In my blog post Populating Data into Hive Tables in HDInsight, I have demonstrated populating an internal and an external hive table in HDInsight. The primary storage is configured with Azure Data Lake Store.
To see the differences, I will demonstrate dropping both types of tables and observe the effects. This for the beginner audience.
To recap the linked post, the internal hive table has its own copy of the csv file of crimes data. The external hive table crimes_ext has a pointer to the folder containing its data.The hive tables to drop as seen through Visual Studio
In Azure Data Lake Store, the tables are under \clusters\rkhdinsight\hive\warehouse\usdata.db
Clicking into the crimes folder, we see the data file.
Clicking into the crimes_ext folder, there is no data file.
Since crimes_ext is an external table, its data is configured to be under \datsets\Crimes
Out of curiosity, I look in the external hive metastore in an Azure SQL Database. There is a table TBLS with a list of tables and its type. The hive metastore contains the metdata of the hive table, but no data.Dropping the tables
Use usdata; DROPTABLE crimes_ext; DROPTABLE crimes;
In Server Explorer, after refreshing the usdata database, they are gone.
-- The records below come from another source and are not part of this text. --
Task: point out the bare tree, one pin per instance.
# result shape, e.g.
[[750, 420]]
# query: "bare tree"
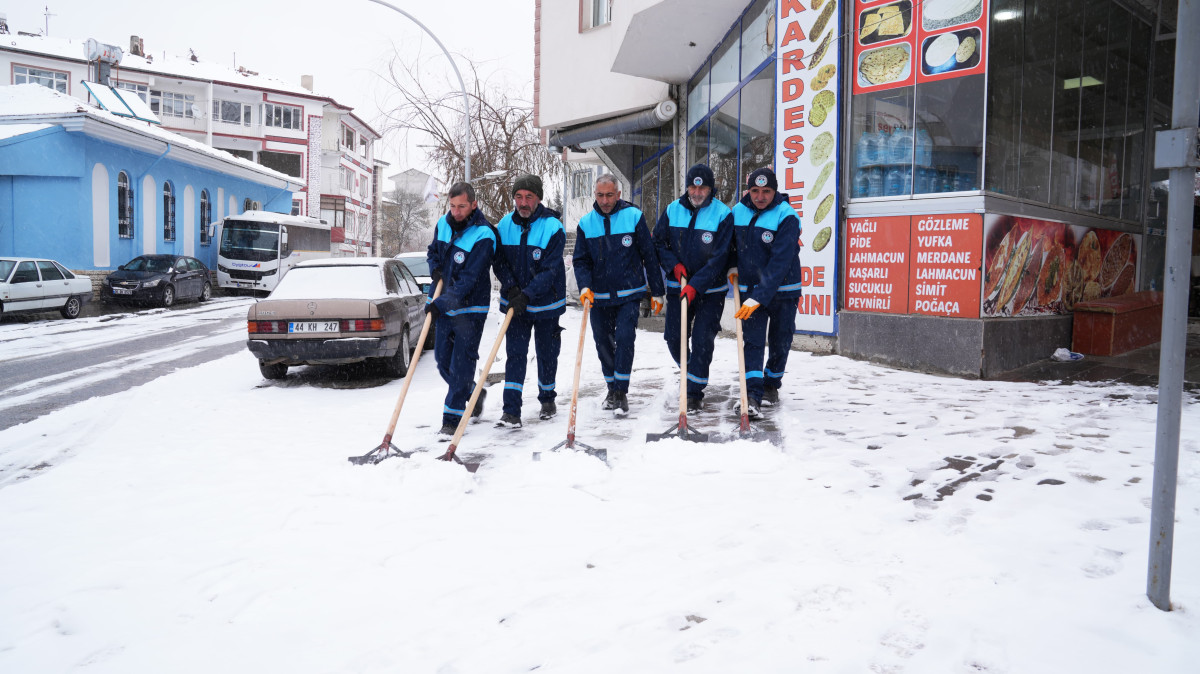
[[403, 223], [502, 133]]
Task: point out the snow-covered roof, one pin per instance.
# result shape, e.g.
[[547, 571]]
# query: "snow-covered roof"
[[30, 107]]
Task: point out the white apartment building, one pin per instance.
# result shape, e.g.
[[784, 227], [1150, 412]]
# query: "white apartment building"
[[283, 126]]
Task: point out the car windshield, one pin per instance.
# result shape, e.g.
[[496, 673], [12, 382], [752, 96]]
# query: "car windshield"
[[149, 264], [417, 264], [250, 241], [333, 282]]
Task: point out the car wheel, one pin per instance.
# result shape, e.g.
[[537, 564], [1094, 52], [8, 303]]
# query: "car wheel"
[[274, 371], [397, 365], [72, 308]]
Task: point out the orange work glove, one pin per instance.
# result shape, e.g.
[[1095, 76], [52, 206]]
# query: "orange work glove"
[[745, 310]]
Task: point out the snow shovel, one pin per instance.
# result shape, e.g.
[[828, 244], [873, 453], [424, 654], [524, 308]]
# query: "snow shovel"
[[744, 431], [474, 397], [682, 431], [385, 449], [569, 443]]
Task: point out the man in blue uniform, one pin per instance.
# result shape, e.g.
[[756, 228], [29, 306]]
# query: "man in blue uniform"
[[533, 282], [616, 266], [767, 254], [460, 256], [693, 240]]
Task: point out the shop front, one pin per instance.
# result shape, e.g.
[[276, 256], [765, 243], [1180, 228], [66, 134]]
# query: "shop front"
[[997, 175]]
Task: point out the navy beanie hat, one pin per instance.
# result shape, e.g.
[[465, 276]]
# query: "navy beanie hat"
[[528, 181], [762, 178], [701, 174]]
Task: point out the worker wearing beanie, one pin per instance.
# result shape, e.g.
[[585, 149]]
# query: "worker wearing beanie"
[[616, 266], [693, 239], [533, 283], [767, 257]]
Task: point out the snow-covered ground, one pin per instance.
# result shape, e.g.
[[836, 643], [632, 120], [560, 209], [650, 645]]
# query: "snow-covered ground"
[[228, 533]]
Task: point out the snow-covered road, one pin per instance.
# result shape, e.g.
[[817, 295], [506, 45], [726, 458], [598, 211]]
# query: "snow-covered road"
[[909, 523]]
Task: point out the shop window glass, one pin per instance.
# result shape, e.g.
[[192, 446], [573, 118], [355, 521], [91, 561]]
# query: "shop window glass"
[[757, 122], [875, 116], [723, 154], [725, 77], [946, 145], [697, 98], [697, 144], [1037, 101], [757, 38], [1005, 96]]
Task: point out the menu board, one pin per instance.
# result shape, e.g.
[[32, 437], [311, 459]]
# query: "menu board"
[[877, 264], [946, 265], [898, 42], [1037, 266], [807, 103]]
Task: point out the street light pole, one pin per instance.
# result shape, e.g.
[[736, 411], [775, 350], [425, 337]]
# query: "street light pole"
[[466, 104]]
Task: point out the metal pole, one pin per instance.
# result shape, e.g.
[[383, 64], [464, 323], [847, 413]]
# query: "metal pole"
[[1185, 116], [466, 103]]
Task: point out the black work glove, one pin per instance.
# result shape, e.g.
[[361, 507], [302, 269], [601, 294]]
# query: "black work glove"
[[433, 310], [517, 301]]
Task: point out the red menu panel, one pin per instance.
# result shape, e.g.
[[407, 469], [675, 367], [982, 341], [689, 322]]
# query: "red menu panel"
[[877, 264], [947, 262]]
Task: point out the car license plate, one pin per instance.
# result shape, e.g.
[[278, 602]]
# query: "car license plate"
[[313, 326]]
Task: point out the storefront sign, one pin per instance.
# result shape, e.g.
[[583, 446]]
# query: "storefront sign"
[[946, 265], [952, 38], [877, 264], [805, 152], [1036, 266]]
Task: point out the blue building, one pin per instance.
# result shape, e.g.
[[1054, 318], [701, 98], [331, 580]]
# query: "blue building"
[[94, 190]]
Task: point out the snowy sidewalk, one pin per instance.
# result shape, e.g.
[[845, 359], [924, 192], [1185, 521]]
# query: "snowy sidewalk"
[[910, 523]]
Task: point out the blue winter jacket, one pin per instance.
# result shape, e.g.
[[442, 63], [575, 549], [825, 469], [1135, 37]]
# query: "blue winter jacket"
[[699, 239], [615, 256], [767, 250], [462, 258], [531, 258]]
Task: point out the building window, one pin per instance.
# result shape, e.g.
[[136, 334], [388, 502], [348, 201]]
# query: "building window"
[[282, 116], [595, 13], [142, 90], [168, 103], [232, 112], [581, 184], [205, 216], [168, 212], [51, 79], [124, 206]]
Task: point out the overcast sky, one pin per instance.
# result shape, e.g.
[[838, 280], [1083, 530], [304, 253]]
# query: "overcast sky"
[[342, 44]]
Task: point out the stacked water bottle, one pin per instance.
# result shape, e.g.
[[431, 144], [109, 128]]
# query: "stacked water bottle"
[[886, 167]]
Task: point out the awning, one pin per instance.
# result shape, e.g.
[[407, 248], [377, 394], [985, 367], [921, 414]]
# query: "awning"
[[670, 40], [598, 133]]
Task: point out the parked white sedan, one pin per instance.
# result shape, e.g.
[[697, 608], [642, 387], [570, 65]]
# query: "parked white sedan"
[[33, 286]]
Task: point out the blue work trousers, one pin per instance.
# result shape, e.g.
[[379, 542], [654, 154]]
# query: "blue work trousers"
[[771, 328], [546, 344], [615, 326], [456, 350], [703, 324]]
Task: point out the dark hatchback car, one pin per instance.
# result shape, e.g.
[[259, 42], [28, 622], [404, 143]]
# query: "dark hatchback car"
[[157, 280]]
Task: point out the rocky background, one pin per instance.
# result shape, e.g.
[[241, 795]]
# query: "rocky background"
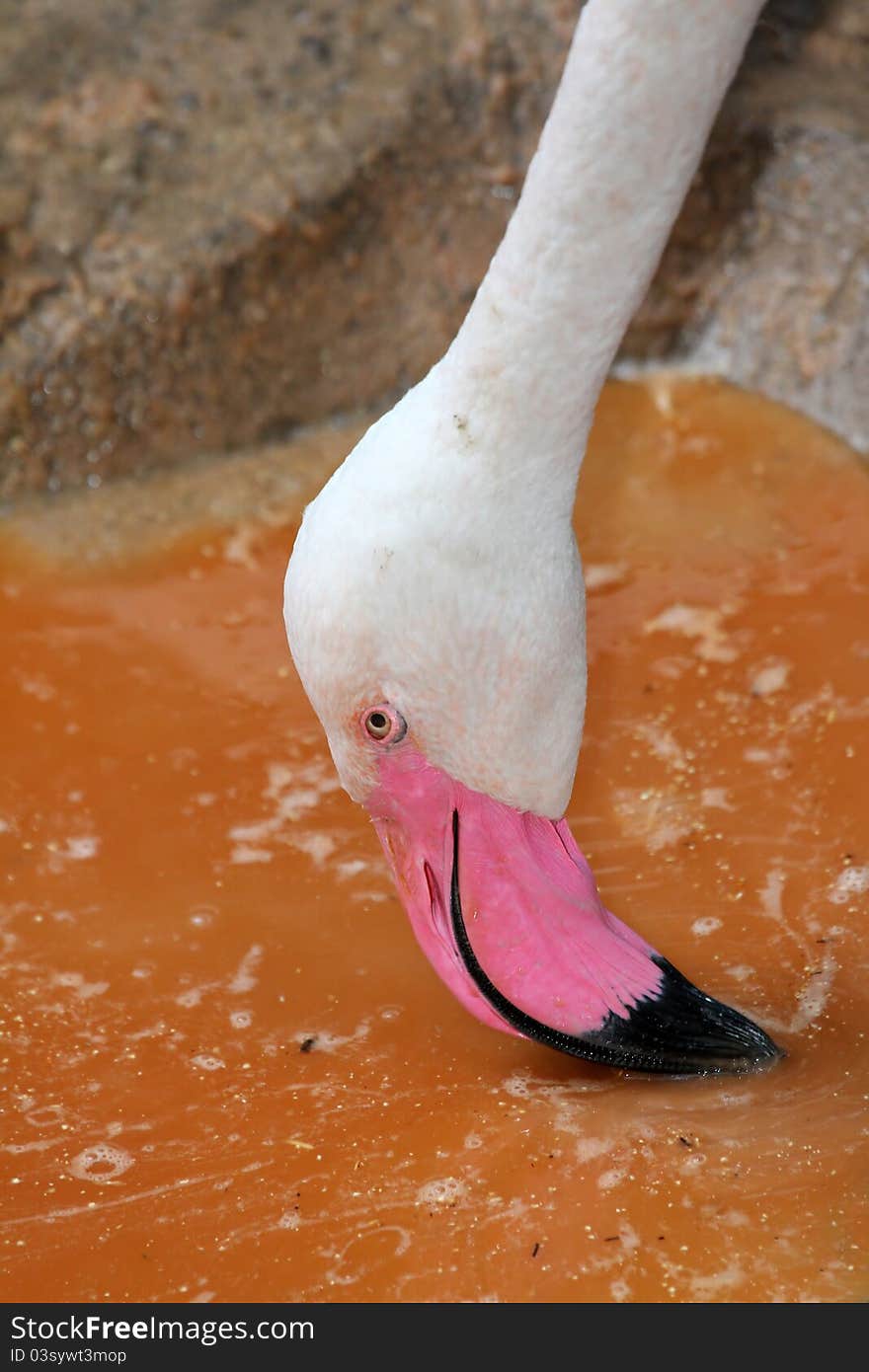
[[221, 220]]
In ADLS, the crimes folder is removed which was the internal table. However, the crimes_ext folder still exists for reasons I am not aware.
To check the data of the external table, we see its data file not removed, which is expected by design.
Going back to the hive metastore, we see the two tables removed.
Side note: The hive view crimesgroupbytype_view queries the dropped internal hive table and if you run the view, you get an error stating the dependency of the missing hive table.
The concepts of dropping internal and external tables are easy to understand, but I just want to show the underlying effects in Azure Data Lake Store and the hive metastore DB for the beginner.